Кое-как переведенный в десятый класс с тройками, Витек не захотел никуда уезжать из города, все лето пробыл в Москве. Даже во время отпуска родителей не поехал с ними в деревню, к деду, остался дома. Как только вспомнил бабку Олю — сю-сю-сю-сю, представил себе деда с его деревянной ногой, рассказами о собственных подвигах, с его жеванием нижней губы, всегда ему плакать хочется, когда рассказывает,— стало противно, и он остался дома. «Надо,— сказал родителям,— заниматься буду».— «Смотри, как хочешь, заниматься можно и в деревне». Словом, июнь, июль и август Витек играл, спасался игрой, писал стихи, спасался писанием стихов, и чтением, и мрачными размышлениями по ночам. Особенно когда родители уехали в деревню. В эти дни никто не мешал ему гибнуть и снова жить и даже наслаждаться жизнью, потом опять уходить в свои глубины, в самого себя, где было так хорошо и безрадостно. Он сильно продвинулся в музыке. Он вырос, пушок обметал его подбородок и верхнюю губу, взгляд стал медленным и глубоким. Он сделался вполне юношей, и мне хочется отдохнуть от него немного. Вот его стихи. Пусть говорит сам.
Володе Палъцеву
Мой бедный друг, я знаю, знаю,
Давно изведал ту тщету.
Бывает счастье?
Да, бывает!
Жар-птицу схватишь на лету, В руках комок живой забьется И тихо: «Отпусти... Зачем?» И так печально улыбнется, А ты опять стоишь ни с чем.

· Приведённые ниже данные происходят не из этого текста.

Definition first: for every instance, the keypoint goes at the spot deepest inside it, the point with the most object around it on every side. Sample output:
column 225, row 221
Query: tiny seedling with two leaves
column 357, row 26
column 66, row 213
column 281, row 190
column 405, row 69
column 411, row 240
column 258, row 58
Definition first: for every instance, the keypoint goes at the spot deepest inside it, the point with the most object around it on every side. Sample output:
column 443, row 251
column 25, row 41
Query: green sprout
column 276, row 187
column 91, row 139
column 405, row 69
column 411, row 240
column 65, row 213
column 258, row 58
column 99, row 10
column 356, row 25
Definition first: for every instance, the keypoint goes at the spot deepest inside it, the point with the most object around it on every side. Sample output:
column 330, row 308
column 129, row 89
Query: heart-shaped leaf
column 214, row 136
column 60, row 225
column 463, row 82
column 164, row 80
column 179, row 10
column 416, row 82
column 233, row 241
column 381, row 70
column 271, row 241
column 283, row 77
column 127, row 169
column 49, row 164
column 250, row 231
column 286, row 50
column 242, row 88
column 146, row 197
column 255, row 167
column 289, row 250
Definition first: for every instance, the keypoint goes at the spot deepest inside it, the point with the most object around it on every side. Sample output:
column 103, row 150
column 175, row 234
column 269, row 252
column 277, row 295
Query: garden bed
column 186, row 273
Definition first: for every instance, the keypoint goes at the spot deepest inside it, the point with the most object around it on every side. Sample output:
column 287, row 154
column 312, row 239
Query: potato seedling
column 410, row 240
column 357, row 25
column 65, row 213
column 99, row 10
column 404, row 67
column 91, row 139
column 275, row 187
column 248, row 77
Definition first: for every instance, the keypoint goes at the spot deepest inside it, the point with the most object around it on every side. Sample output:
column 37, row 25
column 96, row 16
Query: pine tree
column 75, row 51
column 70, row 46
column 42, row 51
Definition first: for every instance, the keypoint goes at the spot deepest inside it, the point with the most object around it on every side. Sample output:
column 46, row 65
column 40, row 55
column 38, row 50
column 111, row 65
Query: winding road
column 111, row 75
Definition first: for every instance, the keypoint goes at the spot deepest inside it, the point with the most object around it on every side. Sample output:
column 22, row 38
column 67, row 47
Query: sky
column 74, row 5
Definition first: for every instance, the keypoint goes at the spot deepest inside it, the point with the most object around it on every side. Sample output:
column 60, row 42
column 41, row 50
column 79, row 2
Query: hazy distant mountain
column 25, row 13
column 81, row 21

Гуляет ветер в чистом поле, Куда ни глянь — белым-бело. Я вас любил, чего же боле? Теперь и это умерло.
Мы каждый — со своею долей, Жизнь там, где пелось и мело. Но пусто-пусто в чистом поле, Куда ни глянь — белым-бело.
Сергею Есенину
Сажусь к столу, бумагу придвигаю, И хочется начать таким стихом: «Отговорила роща золотая Березовым, веселым языком».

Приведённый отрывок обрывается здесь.